The SELECT COUNT from the original poster returns 0, the second one returns 2, and the last one returns 1.


Let's see why:

If you take out the counts and retrieve the rows, we get:

(1)

SELECT DISTINCT 
    user_id
FROM 
    t
WHERE user_id NOT IN (SELECT DISTINCT user_id FROM t WHERE some_property = 1) ;

|---------|
| user_id |
|---------|

(that is: nothing.
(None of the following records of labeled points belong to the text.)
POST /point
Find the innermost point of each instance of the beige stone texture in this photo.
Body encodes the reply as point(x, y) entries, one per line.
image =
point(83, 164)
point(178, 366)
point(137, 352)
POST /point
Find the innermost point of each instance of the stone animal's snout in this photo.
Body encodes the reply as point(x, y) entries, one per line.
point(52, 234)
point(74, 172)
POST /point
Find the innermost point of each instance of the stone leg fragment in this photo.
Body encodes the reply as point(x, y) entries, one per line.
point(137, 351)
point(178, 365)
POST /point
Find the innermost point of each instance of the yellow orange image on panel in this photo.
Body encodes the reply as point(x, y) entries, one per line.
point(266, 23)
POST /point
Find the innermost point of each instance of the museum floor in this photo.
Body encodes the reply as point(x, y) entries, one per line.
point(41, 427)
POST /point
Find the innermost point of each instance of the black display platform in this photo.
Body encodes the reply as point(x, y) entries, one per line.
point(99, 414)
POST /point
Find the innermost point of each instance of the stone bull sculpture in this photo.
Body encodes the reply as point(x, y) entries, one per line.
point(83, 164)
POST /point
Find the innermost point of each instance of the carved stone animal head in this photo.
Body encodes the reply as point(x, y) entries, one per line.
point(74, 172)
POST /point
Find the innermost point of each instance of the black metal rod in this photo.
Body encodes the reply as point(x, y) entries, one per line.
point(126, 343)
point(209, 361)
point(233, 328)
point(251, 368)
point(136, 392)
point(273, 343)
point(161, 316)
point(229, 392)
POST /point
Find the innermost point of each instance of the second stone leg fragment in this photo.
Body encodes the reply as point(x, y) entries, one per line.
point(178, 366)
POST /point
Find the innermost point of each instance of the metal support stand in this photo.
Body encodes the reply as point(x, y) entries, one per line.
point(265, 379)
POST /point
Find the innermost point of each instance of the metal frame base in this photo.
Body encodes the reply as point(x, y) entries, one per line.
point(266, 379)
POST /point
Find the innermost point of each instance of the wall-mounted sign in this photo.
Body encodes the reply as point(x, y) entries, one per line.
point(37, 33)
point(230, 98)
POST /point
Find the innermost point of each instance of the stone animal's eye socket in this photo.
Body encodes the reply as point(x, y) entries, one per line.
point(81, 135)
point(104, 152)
The count, in this case, is clearly 0)

(2)

SELECT DISTINCT user_id FROM t ;

|---------|
| user_id |
|---------|
|   NULL  |
|---------|
|    1    |
|---------|
|    2    |
|---------|

(there are 3 rows, but the count is 2, because you don't count NULL)

And last,

(3)

SELECT DISTINCT user_id FROM t where some_property = 1 ;

|---------|
| user_id |
|---------|
|    1    |
|---------|
|   NULL  |
|---------|

(There are 2 rows, but Count is 1, because, again, you don't count NULL).


You have to take into account that, according to SQL standard:

a NOT IN (x, y, z)                is equivalent to   
NOT (a IN (x, y, z))              which in turn, is equivalent to
NOT (a = x OR a = y OR a = z)

If a IS NULL, you get NOT (NULL = x OR NULL = y OR NULL = z) which is NULL, regardless of the values of x, y or z.

3
  • 1
    You should correct the "a not in (x, y, z) is equivalent to (a = x OR a = y OR a = z)". It's not correct. Commented Jan 15, 2017 at 22:05
  • 1
    (About the 2 and 1 -> 3 and 2) yeah, your wording is a bit misleading/confusing. You are referring to the counts from the OP's queries but you are displaying queries without COUNTs, which return 3 and 2 rows respectively.. Commented Jan 15, 2017 at 22:07
  • @ypercubeᵀᴹ: Thx for the correction and suggestion. I've tried to make it a bit more clear.